Alright. We can write to E5 to change the PW.

[usb] pm3 --> hf 14a raw -skc a2e6beef0000 # try changing the PACK with the block from the script
[+] 0A # Successfully written

[usb] pm3 --> script run hf_mf_ultimatecard -c
[#] Searching implicit relative paths
[#] Searching preferences paths
[#] Searching user .proxmark3 paths
[#] Searching current workdir paths
[+] executing lua /home/work/proxmark3/client/luascripts/hf_mf_ultimatecard.lua
[+] args '-c'

=========================================================================
			Ultimate Magic Card Configuration
=========================================================================
 - Raw Config      	01010000000003000978009102DABC19101011121314151644000001FB1D
 - Card Protocol    	MIFARE Ultralight/NTAG
 - Ultralight Mode   	NTAG21x
 - ULM Backdoor Key 	00000000
 - GTU Mode     	Disabled, high speed R/W mode for Ultralight
 - Card Type     	NTAG 213
 - UID           	04E10CDA993C80
 - ATQA          	00 44
 - SAK          	00

=========================================================================
			Magic UL/NTAG 21* Configuration
=========================================================================
 - ATS          	Disabled
 - Password     	[0xE5] 01020304	[0xF0] FFFFFFFF
 - Pack         	[0xE6] BEEF	[0xF1] 0000
 - Version      	0004040201000F03
 - Signature    	8B76052EE42F5567BEB53238B3E3F9950707C0DCC956B5C5EFCFDB709B2D82B3
 - Max R/W Block  	FB

[+] finished hf_mf_ultimatecard

[usb] pm3 --> hf 14a raw -skc 1b01020304
[+] 00 00 [ A0 1E ] # Successful auth but the wrong PACK

Annoying. I would have given up here had I not seen this very UG4 return a PACK of FFFF initially. As in, from the default MFC 1k, I did a -t 19 (iirc) and then auth’d. It seems the PACK should be derived from user memory as the password is. So, I striped the user memory to FB with page numbers and auth’d again.

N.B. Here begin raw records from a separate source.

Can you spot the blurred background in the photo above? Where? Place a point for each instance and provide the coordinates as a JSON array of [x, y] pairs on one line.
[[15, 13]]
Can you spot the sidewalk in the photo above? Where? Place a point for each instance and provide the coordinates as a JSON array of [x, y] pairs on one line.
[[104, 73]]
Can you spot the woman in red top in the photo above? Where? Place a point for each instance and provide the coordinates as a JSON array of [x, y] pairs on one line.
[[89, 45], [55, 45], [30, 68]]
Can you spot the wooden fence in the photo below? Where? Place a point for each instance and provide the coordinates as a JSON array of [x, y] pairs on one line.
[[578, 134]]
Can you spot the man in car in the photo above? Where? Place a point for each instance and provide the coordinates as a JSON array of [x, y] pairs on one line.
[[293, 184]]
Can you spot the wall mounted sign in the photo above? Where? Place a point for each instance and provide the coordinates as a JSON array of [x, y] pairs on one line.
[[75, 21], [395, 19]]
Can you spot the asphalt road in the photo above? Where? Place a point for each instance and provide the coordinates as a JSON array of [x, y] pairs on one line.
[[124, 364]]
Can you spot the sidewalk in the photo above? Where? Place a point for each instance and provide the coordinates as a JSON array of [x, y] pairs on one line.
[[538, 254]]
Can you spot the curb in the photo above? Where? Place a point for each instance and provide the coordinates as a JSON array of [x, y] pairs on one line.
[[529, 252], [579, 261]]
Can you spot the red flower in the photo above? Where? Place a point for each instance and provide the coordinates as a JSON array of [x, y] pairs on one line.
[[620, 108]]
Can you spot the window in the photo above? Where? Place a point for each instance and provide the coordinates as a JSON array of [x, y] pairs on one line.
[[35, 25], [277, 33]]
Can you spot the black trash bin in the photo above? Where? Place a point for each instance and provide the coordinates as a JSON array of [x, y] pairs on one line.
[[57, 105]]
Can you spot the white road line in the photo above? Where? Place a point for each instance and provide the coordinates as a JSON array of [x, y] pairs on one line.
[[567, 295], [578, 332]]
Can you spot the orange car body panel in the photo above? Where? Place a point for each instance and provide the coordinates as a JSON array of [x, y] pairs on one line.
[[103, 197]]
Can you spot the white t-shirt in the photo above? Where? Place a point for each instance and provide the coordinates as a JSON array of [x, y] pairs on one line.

[usb] pm3 --> hf 14a raw -skc a213beef0000
[+] 0A
[usb] pm3 --> hf 14a raw -skc 1b01020304
[+] BE EF [ 27 A1 ]
[usb] pm3 -->

There you have it. Page 13 sets the PACK. Why? The NTAG210 and MIFARE Ultralight (MF0UL11) both store the PACK on page 13. It’s not a satisfying answer. Were mistakes made in design or is this a config error? More research needs to be done.